3.2 De gronden van het verzet houden, zakelijk weergegeven, in dat:
een loonvorderingsprocedure voor klaagster wel kans op succes zou hebben gehad.
4 BEOORDELING VAN HET VERZET
4.1 Klaagster voert in verzet aan dat zij in een loonvorderingsprocedure, anders dan verweerster adviseerde, wel degelijk kans op succes zou hebben gehad. De raad overweegt dat hij niet kan vaststellen hoe in een niet gevoerde procedure zou zijn beslist. De voorzitter heeft terecht overwogen dat verweerster tuchtrechtelijk niet valt aan te rekenen dat zij (nog) geen loonvorderingsprocedure was gestart, nu klaagster de door verweerster bij herhaling verzochte stukken niet had aangeleverd. Ook ter zitting heeft klaagster niet door het stellen van concrete feiten aannemelijk gemaakt dat zij de verzochte stukken aan verweerster had overhandigd.

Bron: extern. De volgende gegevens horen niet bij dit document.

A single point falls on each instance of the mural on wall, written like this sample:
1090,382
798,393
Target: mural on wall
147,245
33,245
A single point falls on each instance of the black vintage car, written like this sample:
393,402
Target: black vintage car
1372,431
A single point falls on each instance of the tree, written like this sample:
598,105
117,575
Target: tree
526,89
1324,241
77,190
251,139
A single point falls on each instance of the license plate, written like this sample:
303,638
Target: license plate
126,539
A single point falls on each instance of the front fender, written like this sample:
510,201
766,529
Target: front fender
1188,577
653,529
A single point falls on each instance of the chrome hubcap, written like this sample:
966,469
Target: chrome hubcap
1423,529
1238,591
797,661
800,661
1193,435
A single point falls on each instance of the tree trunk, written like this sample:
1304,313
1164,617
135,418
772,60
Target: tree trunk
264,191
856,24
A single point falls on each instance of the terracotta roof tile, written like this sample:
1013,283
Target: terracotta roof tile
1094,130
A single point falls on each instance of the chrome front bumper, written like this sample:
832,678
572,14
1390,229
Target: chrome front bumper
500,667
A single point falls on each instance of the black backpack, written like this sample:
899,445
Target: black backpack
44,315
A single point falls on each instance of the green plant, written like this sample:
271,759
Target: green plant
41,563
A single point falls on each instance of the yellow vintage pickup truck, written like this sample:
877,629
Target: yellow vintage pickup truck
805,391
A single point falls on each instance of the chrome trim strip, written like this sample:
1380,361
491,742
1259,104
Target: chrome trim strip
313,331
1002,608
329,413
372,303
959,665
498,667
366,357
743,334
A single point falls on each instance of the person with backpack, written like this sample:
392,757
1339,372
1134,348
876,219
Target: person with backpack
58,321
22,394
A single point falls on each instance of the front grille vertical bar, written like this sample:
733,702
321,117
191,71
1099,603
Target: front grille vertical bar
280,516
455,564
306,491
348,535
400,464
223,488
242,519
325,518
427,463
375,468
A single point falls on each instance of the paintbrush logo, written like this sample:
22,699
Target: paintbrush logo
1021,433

4.2 Ook overigens heeft het onderzoek in verzet niet geleid tot de vaststelling van andere feiten dan wel tot andere beschouwingen en gevolgtrekkingen dan die vervat in de beslissing van de voorzitter, waarmee de raad zich verenigt. De raad zal het verzet als ongegrond afwijzen.
5 BESLISSING
De raad van discipline:
verklaart het verzet ongegrond.
Aldus gegeven door mrs. E.P. van Unen, voorzitter, en E.P.C.M. Teeuwen, A.L.W.G. Houtakkers, P.A.M. van Hoef en J.D.E. van den Heuvel, leden, bijgestaan door mr. I.J.M. Huysmans-van Opstal als griffier, en uitgesproken ter openbare zitting van 26 november 2012.
griffier voorzitter
Deze beslissing is in afschrift op 27 november 2012
per aangetekende brief verzonden aan:
- klager
- verweerder
- de deken van de Orde van Advocaten in het arrondissement
‘s-Hertogenbosch
- de deken van de Nederlandse Orde van Advocaten.
Van deze beslissing kan geen hoger beroep bij het Hof van Discipline worden ingesteld.